L’Apostolicam Actuositatem al n. 7 ribadisce con forza:”Ai laici tocca assumere la instaurazione dell’ordine temporale come compito proprio …”.
Tutto questo significa impegnarsi nel promuovere il Bene Comune, nella gestione della Res Publica, nell’Amministrazione della Città e del Paese e quindi essere attivi nella Politica. Significa impegnarsi nella difesa dei più deboli nel mondo del lavoro o per chi non ha lavoro e quindi essere attivi e presenti nel Sindacato. Significa vivere nella veglia reciproca e quindi attivi nel volontariato.

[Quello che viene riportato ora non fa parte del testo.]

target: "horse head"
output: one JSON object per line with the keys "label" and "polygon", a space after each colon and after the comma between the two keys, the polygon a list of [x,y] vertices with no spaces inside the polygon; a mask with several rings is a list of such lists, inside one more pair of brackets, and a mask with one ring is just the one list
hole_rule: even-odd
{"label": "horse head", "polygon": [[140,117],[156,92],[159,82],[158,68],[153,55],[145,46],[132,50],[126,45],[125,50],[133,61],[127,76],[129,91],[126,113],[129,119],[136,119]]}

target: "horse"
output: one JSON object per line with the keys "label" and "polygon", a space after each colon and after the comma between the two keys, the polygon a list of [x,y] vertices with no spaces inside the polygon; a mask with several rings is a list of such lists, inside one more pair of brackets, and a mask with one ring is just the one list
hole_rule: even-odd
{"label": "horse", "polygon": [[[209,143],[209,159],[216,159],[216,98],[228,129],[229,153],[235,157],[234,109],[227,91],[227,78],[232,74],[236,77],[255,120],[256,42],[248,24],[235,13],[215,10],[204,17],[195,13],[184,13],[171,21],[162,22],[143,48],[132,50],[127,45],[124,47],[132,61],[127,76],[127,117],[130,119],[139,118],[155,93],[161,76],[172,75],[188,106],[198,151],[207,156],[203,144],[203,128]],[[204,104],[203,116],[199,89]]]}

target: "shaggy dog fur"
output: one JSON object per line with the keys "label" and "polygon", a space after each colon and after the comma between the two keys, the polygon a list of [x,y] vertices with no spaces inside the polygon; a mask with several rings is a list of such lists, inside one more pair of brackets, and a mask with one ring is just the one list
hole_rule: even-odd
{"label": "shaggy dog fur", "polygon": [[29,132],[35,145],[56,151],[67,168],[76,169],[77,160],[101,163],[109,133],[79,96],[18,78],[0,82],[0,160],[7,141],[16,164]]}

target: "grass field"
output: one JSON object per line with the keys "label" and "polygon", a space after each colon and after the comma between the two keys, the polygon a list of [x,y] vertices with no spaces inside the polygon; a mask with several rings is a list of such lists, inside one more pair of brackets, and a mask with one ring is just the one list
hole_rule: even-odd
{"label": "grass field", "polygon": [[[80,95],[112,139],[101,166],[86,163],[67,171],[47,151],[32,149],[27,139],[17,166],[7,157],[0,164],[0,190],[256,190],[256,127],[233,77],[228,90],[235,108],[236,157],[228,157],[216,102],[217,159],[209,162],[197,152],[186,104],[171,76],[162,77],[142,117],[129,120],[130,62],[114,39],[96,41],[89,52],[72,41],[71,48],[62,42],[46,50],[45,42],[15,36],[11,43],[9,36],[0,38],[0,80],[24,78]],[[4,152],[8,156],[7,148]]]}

In un famoso documento della Cei “La Chiesa italiana e le prospettive del Paese” al n.33 si dice: “C’è innanzitutto da assicurare presenza, il rifugio nel privato, la delega in bianco non sono leciti a nessuno, ma per i cristiani sono peccato di omissione“, al n.34: “Dovere della Chiesa, insomma, è principalmente quello di formare i cristiani, in particolar modo i laici, a un coerente impegno, …” e al n.35: “Tocca poi ai laici agire direttamente nelle strutture pubbliche in coerenza con la fede e la morale cristiana”.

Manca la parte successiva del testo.